Open questions raised
- Of the 18 PRISMA-included studies, which specifically address FM versus which address CRPS / neuropathy / arthritis? (Need full-text read for FM-specific subset identification.)
- Which RNAi or gene-replacement targets have the strongest preclinical signal in FM models, and how do those targets map onto the Goebel passive-transfer paradigm and the Seefried 2025 9-binding-cluster autoantigen space?
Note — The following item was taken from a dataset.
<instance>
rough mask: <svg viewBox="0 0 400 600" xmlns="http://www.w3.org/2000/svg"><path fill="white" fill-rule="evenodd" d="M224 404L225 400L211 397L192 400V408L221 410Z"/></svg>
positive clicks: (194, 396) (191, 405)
- What's the right design for an FM-stratified Phase 1 gene-therapy trial — direct-to-tissue (e.g., intrathecal AAV) vs systemic vs ex-vivo cell-modification approaches?
- Does any of the 18 PRISMA-included studies use a HERV-targeted gene-therapy strategy (e.g., CRISPR knockdown of HERV-W ENV transcription)? Would be the most direct test of H1's cure-tractability.
- What would the cost / IND / regulatory pathway look like for an investigator-initiated stratified pilot of one of the FM-validated approaches?